Quale esperienza è più immediata che la presenza del corpo? Eppure, da sempre, questa esperienza vive della sua propria dualità, quella tra realtà del corpo, in carne ed ossa, e realtà “rappresentata”, la sua messa in scena e, sempre più, nella cultura di massa, «in immagine» multisensoriale; una dualità che, attraverso le tecniche di comunicazione a distanza, è sempre più sotto il segno della dislocazione, dell’essere qui e, al tempo stesso, altrove.
L’intensificazione dell’esperienza, nello spazio e nel tempo, in un tempo e in uno spazio concentrato, è la promessa che la rappresentazione del corpo contiene: un riscatto dalla scarsa vivacità e banalità della realtà quotidiana.
È dunque questo il destino del corpo, oggi, di espandersi attraverso la trasmissione, sotto forma di data elettronici, nella rete globale dei nuovi media?

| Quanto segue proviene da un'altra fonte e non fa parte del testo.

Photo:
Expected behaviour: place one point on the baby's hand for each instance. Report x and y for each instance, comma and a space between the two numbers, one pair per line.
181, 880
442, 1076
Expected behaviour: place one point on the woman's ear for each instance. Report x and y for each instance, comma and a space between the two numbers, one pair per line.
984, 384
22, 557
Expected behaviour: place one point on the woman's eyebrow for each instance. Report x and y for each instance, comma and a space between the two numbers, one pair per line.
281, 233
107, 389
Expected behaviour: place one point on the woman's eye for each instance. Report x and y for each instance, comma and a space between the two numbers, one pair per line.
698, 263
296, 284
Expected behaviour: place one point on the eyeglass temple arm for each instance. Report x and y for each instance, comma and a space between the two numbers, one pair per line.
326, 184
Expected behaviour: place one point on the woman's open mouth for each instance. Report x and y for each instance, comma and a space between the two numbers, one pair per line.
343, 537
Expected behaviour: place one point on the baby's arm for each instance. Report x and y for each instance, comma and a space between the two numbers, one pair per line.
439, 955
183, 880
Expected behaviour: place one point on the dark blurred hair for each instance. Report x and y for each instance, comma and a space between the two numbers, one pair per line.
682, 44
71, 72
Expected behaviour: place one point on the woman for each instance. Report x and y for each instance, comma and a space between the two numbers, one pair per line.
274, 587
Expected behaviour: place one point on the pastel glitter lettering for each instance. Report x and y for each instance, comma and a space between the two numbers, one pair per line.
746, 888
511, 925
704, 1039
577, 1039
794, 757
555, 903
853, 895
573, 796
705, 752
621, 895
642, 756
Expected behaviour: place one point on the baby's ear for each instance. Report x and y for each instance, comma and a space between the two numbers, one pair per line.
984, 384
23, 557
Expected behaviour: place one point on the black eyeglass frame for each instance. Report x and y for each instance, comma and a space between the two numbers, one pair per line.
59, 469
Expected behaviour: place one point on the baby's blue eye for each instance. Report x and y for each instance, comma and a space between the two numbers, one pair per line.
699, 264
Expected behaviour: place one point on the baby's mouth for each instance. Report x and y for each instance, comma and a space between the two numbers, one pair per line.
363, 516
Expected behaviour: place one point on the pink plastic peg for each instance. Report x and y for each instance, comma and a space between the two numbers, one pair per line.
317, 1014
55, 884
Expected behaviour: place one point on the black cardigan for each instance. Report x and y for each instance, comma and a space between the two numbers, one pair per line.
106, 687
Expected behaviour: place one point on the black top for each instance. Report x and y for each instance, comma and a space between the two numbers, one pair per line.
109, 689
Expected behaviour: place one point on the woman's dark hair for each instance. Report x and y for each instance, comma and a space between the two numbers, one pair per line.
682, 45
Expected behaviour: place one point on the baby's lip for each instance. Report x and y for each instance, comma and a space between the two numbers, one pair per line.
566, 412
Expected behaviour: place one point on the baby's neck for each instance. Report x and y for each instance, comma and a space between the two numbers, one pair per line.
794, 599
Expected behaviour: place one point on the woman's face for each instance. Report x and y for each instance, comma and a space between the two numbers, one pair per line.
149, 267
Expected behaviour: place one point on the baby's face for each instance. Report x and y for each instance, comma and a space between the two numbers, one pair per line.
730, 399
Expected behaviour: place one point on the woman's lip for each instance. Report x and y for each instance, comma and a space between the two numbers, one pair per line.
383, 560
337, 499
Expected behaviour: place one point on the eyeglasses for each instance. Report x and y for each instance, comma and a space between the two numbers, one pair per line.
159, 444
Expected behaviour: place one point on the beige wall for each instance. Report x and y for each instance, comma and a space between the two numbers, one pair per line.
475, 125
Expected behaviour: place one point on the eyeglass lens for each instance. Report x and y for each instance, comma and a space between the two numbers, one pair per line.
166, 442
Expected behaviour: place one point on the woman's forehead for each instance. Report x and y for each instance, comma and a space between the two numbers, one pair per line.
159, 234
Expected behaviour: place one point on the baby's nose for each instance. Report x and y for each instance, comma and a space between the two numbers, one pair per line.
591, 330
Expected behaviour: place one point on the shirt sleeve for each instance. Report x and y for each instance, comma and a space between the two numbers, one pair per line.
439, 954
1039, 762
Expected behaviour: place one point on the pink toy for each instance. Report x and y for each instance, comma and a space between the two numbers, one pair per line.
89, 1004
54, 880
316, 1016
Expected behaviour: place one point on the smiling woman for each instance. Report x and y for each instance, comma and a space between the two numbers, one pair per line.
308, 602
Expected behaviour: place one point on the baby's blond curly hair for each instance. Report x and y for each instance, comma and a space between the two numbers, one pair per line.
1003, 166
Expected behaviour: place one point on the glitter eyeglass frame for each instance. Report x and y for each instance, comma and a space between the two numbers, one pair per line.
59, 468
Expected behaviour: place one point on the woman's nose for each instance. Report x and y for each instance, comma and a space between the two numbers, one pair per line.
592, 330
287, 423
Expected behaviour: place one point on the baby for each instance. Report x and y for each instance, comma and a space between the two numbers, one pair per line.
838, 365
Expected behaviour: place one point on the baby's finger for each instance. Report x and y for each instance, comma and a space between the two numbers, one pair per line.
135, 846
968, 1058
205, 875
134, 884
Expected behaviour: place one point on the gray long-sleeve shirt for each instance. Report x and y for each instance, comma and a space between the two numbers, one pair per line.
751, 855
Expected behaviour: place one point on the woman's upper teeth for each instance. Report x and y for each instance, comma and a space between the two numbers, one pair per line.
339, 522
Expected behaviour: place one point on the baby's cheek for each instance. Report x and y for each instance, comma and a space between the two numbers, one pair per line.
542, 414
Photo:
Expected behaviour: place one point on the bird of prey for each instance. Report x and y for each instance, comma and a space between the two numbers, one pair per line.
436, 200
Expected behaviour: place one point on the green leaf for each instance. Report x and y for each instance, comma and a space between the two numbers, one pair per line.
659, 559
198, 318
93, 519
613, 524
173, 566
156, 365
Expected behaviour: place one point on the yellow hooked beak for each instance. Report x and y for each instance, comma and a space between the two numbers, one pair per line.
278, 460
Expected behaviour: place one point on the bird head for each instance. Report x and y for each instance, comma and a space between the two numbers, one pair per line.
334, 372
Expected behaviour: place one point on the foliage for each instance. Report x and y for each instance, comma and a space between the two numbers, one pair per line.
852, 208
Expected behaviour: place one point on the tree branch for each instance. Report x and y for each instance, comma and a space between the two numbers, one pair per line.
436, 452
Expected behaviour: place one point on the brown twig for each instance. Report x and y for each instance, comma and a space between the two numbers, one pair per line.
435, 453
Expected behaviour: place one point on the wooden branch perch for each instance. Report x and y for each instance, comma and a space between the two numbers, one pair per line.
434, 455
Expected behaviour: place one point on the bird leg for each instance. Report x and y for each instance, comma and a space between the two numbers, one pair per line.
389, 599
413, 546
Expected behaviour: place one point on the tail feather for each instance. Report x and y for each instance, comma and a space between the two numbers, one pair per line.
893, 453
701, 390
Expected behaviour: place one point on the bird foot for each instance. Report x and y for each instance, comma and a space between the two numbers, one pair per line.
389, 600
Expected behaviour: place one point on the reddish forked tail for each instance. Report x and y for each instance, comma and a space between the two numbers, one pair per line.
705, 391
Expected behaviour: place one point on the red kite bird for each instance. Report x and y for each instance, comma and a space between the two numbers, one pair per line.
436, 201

Un ipercorpo, in continua interazione sociale, la cui rappresentazione tecnologica, a sua volta, per un effetto di ritorno, finisce per incorporarsi nell’esperienza del corpo stesso, come in un gioco di specchi, in un riflesso di cui non si sa più qual è l’originale?
A quale prezzo, però? Al prezzo di una fruizione solipsistica, di un’interazione virtuale, gravida di potenzialità, ma solitaria, di un essere solo, di fronte allo schermo.